Previous studies in children, as well as in adults, have suggested that the EEG in patients with migraine is more likely to be abnormal (particularly paroxysmal abnormalities) than EEGs in patients with other types of headaches.82 This has led to the use of EEG for diagnosing migraine, based on the assumption that this would lead to migrainespecific treatments. But the issue is murkier for pediatric patients, because the incidence of paroxysmal abnormalities detected by EEG in healthy children is greater than in adults.81
Pooled data from 219 children with migraine and 929 with all headache types shows no significant difference in EEG abnormalities (slowing, spike activity, or other abnormalities) between children with migraine and the “all headache” group.74-78 The reason for this lack of difference is likely due, at least in part, to the fact that 44% of patients in the “all headache” group were diagnosed with migraine. As previously noted, extraction of information about the patients with migraine compared with other groups was impossible in these studies. Even if some differences were found between these 2 groups (ie, migraine versus nonmigraine), there was no evidence that the EEG findings would be of sufficient specificity or sensitivity in an individual patient to be clinically useful. Therefore, to date, there are no studies that definitively compare the incidence of EEG abnormalities in migraine versus nonmigraine pediatric headache patients. Thus far, the data do not suggest that there are enough differences in EEGs between children with migraine compared with other recurrent headache types to make them diagnostically usefu in the individual patient for determining an etiology or to make a diagnosis of migraine. The diagnosis of migraine and other primary headache disorders is made on clinical grounds, for the most part, based on information gleaned from the history of the patient’s symptoms and lack of findings on examination.

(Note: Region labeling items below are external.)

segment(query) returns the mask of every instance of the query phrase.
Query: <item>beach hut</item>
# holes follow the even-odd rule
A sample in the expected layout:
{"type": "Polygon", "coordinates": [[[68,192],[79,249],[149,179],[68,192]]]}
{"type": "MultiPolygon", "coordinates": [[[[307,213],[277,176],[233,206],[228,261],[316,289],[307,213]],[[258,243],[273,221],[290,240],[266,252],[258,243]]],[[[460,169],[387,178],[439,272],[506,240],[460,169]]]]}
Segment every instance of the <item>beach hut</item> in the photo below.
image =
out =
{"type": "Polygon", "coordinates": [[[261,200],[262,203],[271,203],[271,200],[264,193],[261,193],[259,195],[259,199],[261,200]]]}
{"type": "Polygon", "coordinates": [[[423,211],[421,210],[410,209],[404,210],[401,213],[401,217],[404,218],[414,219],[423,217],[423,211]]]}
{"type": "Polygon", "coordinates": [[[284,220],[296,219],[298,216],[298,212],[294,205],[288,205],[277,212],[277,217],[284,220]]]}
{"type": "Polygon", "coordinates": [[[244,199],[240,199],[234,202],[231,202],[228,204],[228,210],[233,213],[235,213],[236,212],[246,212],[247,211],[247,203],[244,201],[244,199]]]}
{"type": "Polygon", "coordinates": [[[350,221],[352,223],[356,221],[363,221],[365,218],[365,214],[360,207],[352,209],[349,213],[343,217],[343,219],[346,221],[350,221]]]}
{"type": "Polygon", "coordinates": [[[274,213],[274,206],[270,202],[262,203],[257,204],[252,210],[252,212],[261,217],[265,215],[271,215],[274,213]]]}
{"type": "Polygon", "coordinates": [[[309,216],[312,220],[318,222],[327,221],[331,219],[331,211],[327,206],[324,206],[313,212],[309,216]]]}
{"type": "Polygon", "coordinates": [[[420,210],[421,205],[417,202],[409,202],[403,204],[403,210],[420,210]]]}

Though seizure-related headaches have been recognized in the past,83,84 they remain infrequently diagnosed, and there is lingering controversy as to whether such an entity even exists.81 Data are only available from a single class III study addressing this issue.73 In this study of 215 children, “seizure headaches” were diagnosed in 58 children (27%). A seizure headache was described as a “paroxysmal brief headache” accompanied by nausea, vomiting, or other autonomic signs, followed by postictal lethargy or sleep with “typical epileptiform discharge” on EEG recording. The authors do not define the “typical EEG” features, but describe 36 patients with partial, 3 with generalized, and 5 with multifocal seizures. The authors do not state when the EEG was performed in relation to the epoch of headache. These patients had a much higher incidence of abnormal EEGs that were paroxysmal (75.9%; n = 44) compared with other groups (migraine: 8.3%; psychogenic: < 1%; remaining groups did not show paroxysmal abnormalities). Out of 58 children, 11 had a previous history of seizures. Data from 1 class III study suggest the idea that children may have seizure-related headaches and that, in these children, the EEG is likely to be paroxysmal. The limited available literature indicates that this condition is infrequently diagnosed, and even its existence as a clinical entity is still questioned.